README file for ssh-spawner
================================
Paul H. Hargrove <PHHargrove@lbl.gov>
$Revision: 1.12 $

Configure Options:
  --disable-pdeathsig (auto-detect by default)
    On Linux, it is possible to request a signal be delivered to a
    process when its parent process dies.  This can be used by the
    ssh-based spawner to reduce the possibility of orphan (run away)
    processes in certain abnormal termination scenarios.  
    Because are 2.4.x versions of Linux on which use of this option
    can lock up the machine (as the result of a kernel bug), this
    option is disabled for kernels prior to 2.6.0, and can also be
    explicitly disabled at configure time.

  --with-ssh-{cmd,options,nodefile,rate}=<VALUE>
    These control the default values used when the corresponding
    environment variables are not set.  These environment variables
    are documented below.

  --with-ssh-topology={flat,nary[:<N>]} (default is "flat")
    This sets the topology used for the ssh connections.

    The value "flat" uses an implementation in which the initial
    "master" process is NOT a GASNet process, but is the parent
    of ALL of the ssh processes.  This approach is not scalable
    due to the number of TCP sockets required.  However, if run
    from a "service node" it is usable even when ssh among the
    compute nodes is not possible.

    The value "nary" uses a tree with GASNet node 0 as the root
    and a default out-degree set by the optional suffix.  For
    instance "nary:2" uses a binary tree.  This implementation
    is more scalable (in both time and sockets) than the "flat"
    one, but requires that ssh among compute nodes is permitted.
    There is still a "master" process that is the parent of
    GASNet node 0, allowing for the possibility that the job is
    started on a "service node".

Environment Variables: (may be controlled by a wrapper script)


+ A list of hosts is specified using either the GASNET_SSH_NODEFILE
  or GASNET_SSH_SERVERS environment variables.
  If set, the variable GASNET_SSH_NODEFILE specifies a file with one
  hostname per line.  Blank lines and comment lines (using '#') are
  ignored.  For sites using a static hosts file, a default may be
  set for this variable at configure time using the option
  --with-ssh-nodefile=<FILENAME>.
  If set, the variable GASNET_SSH_SERVERS itself contains a list of
  hostnames, delimited by commas or whitespace.
  If both are set, GASNET_SSH_NODEFILE takes precedence.
  Note that if starting a job via upcrun or tirun, these variables
  may be set for you from other sources.
  The following environment variables set by supported batch systems
  are also recognized if the GASNET_* variables are not set:
    PBS:    PBS_NODEFILE
    LSF:    LSB_HOSTS
    SGE:    PE_HOSTFILE
    SLURM:  Use `scontrol show hostname` if SLURM_JOB_ID is set

+ The environment variable GASNET_SSH_CMD can be set to specify a
  specific remote shell (perhaps rsh), without arguments (see below).
  If the value does not begin with "/" then $PATH will be searched
  to resolve a full path.  The default value is "ssh", unless an
  other value has been configured using --with-ssh-cmd=<VALUE>.
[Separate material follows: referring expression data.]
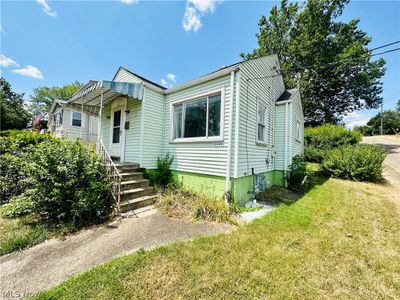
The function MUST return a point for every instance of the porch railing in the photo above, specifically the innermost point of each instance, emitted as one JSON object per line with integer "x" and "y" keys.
{"x": 112, "y": 172}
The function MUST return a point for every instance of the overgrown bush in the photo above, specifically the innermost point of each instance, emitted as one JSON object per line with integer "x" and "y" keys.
{"x": 355, "y": 162}
{"x": 318, "y": 141}
{"x": 62, "y": 183}
{"x": 162, "y": 176}
{"x": 177, "y": 202}
{"x": 297, "y": 173}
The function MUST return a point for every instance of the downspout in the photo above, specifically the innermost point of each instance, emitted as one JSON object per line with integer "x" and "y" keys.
{"x": 100, "y": 119}
{"x": 286, "y": 140}
{"x": 228, "y": 155}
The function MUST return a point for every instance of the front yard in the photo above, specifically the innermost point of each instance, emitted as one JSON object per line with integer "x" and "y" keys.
{"x": 340, "y": 240}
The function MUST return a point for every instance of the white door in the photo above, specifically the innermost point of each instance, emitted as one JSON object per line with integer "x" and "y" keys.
{"x": 116, "y": 131}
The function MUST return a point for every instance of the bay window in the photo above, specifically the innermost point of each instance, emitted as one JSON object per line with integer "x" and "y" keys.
{"x": 198, "y": 118}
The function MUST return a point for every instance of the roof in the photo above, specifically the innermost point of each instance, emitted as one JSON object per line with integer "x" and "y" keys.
{"x": 287, "y": 95}
{"x": 140, "y": 77}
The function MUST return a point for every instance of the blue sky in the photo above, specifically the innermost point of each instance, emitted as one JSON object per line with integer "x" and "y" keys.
{"x": 51, "y": 43}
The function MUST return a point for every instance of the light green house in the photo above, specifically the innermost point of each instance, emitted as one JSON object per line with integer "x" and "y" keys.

+ The environment variable GASNET_SSH_OPTIONS can be set to
  specify options that will precede the hostname in the commands
  used to spawn jobs.  One example, for OpenSSH, would be
    GASNET_SSH_OPTIONS="-o 'StrictHostKeyChecking no'"
  The parsing of the value follows the same rules for quotes (both
  single and double) and backslash as most shells.  A default
  value may be configured using --with-ssh-options=<VALUE>.

+ The environment variable GASNET_SSH_REMOTE_RATE can be set to
  limit the number of ssh connections per second to any given
  host. The value 0 means no limit is imposed.
  Default value is 20.

+ The environment variable GASNET_SSH_REMOTE_PATH can be set to
  specify the working directory (defaults to current).

+ Users of OpenSSH should NOT add "-f" to GASNET_SSH_OPTIONS.  Doing
  so causes the spawner to mistakenly believe that a process it
  spawned has exited.
  However, if agent forwarding or X11 forwarding are normally
  enabled in your configuration, "-a" and "-x" can be used with
  OpenSSH to disable them and speed the connection process (except
  where the agent forwarding is needed for authorization).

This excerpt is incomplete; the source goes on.